An integer $n$ is called apocalyptic if the addition of $6$ different positive divisors of $n$ gives $3528$. For example, $2012$ is apocalyptic, because it has six divisors, $1$, $2$, $4$, $503$, $1006$ and $2012$, that add up to $3528$. Find the smallest positive apocalyptic number.
Problem
Source: Rioplatense Olympiad 2012, Level 3, Problem 1
Tags: number theory, prime factorization, number theory proposed
dhwang314
27.08.2014 02:13
Prime factorization of 3528.
$3528=2^3*3^2*7^2$. We are using the largest power of 2 as possible to get the power of 2 is 5. Using the sum of divisors trick, you get that 2^5+2^4...2^0 is 63. This leaves us with 8*7 left to fill.

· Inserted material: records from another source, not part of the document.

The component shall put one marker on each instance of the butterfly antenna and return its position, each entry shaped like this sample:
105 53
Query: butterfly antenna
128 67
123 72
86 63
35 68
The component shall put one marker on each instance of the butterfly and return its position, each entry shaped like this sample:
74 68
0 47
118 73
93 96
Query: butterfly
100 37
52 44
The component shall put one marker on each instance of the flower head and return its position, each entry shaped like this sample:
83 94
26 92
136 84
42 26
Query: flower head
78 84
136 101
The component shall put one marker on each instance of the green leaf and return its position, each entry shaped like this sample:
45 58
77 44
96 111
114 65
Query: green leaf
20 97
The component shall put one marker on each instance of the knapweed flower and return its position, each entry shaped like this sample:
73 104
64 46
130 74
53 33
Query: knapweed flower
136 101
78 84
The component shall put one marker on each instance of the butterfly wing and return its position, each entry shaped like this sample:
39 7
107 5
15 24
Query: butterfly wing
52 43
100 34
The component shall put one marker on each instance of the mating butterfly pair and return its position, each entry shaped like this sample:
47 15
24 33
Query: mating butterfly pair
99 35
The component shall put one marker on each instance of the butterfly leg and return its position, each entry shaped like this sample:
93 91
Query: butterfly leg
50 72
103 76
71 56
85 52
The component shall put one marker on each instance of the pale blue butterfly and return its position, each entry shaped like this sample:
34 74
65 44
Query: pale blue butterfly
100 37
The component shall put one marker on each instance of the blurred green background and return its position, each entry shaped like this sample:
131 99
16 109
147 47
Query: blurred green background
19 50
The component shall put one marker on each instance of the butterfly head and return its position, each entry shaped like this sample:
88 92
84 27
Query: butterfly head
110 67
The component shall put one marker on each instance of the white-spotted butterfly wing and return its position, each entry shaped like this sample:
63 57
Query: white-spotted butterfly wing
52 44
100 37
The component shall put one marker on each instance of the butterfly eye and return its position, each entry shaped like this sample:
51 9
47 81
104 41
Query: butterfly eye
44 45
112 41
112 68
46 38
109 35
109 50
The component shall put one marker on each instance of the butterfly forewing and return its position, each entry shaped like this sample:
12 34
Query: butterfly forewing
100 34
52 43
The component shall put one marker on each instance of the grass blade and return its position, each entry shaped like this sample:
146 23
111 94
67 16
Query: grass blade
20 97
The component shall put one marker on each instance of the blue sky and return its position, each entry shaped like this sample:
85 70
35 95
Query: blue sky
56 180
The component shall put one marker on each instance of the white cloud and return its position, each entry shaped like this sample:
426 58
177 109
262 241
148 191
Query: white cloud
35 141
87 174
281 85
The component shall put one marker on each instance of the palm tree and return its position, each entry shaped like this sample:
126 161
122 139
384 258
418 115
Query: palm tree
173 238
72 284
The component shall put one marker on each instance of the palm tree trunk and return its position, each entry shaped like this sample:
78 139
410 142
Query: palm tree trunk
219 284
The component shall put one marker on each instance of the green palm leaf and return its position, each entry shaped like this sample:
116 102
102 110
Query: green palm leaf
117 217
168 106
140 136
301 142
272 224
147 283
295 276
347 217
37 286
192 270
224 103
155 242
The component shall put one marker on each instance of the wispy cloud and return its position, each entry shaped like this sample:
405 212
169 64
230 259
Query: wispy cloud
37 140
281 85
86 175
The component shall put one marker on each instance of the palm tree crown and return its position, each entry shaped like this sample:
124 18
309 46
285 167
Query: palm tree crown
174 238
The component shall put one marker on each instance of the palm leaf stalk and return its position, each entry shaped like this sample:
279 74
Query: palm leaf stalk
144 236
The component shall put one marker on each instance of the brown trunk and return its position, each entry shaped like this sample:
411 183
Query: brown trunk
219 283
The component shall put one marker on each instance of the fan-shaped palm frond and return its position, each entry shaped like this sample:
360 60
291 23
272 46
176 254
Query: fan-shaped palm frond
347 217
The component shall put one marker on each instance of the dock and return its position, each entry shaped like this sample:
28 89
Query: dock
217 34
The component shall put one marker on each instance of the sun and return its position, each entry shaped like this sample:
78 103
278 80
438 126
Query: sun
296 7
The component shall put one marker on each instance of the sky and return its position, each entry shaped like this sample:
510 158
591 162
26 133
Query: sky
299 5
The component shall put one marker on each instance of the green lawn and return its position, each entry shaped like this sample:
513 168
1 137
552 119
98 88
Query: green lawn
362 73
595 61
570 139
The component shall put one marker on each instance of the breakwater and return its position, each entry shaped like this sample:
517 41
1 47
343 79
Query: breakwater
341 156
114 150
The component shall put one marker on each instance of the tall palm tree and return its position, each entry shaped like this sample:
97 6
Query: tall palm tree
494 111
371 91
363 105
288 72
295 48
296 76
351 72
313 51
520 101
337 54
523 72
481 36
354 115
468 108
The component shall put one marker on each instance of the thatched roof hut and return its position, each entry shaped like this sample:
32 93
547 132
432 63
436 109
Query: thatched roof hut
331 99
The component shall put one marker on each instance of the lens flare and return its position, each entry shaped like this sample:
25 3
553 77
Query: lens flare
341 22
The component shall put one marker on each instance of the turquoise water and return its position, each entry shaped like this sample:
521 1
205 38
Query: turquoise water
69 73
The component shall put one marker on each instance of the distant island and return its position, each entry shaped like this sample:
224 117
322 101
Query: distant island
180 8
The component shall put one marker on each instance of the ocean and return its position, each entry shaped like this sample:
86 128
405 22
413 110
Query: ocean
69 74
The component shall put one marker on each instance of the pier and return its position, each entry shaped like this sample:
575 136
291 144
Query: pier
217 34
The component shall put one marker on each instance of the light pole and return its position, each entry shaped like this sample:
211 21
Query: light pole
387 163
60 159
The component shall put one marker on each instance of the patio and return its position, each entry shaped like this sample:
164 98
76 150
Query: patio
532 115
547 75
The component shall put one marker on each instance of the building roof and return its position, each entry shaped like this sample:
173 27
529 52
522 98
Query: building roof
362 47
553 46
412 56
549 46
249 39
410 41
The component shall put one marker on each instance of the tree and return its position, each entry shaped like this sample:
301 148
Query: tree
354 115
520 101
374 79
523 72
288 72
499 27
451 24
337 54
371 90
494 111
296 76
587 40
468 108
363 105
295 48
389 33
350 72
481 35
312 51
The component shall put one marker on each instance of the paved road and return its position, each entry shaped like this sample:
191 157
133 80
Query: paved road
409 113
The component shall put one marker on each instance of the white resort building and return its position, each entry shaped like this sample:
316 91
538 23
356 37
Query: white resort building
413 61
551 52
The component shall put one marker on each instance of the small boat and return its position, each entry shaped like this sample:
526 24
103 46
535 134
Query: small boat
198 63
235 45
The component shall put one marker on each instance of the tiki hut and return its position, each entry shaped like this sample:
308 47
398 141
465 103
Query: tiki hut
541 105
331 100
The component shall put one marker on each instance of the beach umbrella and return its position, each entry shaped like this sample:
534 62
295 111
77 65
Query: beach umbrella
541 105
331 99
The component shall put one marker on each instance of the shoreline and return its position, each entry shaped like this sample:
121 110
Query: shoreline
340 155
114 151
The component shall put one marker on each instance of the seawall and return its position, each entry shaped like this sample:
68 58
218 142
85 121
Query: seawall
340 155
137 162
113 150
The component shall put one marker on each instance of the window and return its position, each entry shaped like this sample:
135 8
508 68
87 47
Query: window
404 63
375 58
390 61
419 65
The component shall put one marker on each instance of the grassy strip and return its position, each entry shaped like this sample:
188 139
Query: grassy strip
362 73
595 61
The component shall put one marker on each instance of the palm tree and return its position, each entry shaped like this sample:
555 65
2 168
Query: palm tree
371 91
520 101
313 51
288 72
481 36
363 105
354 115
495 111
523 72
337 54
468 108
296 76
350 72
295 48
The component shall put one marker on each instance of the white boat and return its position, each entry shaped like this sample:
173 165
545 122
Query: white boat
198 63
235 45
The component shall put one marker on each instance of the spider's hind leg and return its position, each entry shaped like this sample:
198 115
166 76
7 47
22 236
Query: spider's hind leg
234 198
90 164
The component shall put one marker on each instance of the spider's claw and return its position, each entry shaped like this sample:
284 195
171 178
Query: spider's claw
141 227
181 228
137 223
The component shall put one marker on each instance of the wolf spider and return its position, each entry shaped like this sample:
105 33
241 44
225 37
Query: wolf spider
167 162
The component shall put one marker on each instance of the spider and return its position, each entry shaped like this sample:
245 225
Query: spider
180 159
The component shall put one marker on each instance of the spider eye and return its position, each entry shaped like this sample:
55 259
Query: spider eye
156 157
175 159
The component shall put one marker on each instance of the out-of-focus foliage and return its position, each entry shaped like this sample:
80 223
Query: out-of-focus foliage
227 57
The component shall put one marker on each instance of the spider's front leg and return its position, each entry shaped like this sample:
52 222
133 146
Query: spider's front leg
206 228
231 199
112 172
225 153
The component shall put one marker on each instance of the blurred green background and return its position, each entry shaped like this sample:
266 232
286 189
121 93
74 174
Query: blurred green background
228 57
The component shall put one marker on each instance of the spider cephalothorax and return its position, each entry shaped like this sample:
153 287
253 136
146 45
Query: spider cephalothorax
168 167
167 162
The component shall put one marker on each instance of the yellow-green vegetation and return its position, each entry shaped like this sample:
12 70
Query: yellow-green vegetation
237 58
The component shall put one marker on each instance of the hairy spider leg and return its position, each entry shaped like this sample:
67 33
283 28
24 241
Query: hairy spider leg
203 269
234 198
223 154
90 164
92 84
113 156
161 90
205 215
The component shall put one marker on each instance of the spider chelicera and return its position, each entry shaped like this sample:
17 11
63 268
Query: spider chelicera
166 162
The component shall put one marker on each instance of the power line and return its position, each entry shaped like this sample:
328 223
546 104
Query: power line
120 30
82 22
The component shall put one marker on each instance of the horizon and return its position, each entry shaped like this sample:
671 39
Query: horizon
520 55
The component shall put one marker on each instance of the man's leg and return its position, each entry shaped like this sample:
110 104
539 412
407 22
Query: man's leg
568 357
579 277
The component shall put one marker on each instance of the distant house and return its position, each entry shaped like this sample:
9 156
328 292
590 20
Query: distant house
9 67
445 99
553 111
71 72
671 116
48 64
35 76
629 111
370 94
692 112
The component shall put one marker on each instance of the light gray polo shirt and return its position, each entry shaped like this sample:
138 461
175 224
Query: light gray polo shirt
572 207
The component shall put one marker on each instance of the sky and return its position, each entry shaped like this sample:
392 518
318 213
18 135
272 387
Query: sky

Now, fill in 3 and 13 to get 39*32=78+1170. The answer is 1248.
mathocean97
27.08.2014 07:04
@above, please read the question more carefully. The problem does not state that the sum of the divisors is 3528, instead, it states that 6 of its divisors sum to 3528. Instead, we just do the following: let the 6 divisors be $d_1, d_2, d_3, d_4, d_5, d_6$ be divisors of $d$. Then $\sum_{i = 1}^d d_i \le d+d/2+d/3+d/4+d/5+d/6 = 49d/20$. Therefore, $49d/20 \ge 3528 \implies d \ge 1440$. $1440$ works ofc by the previous: $1440/1+1440/2+1440/3+1440/4+1440/5+1440/6 = 3528$.
dhwang314
18.09.2014 00:51
Yeah, I noticed. Good job!
BR1F1SZ
15.02.2025 15:52
This is (almost) the same problem as ISL 2022 N1!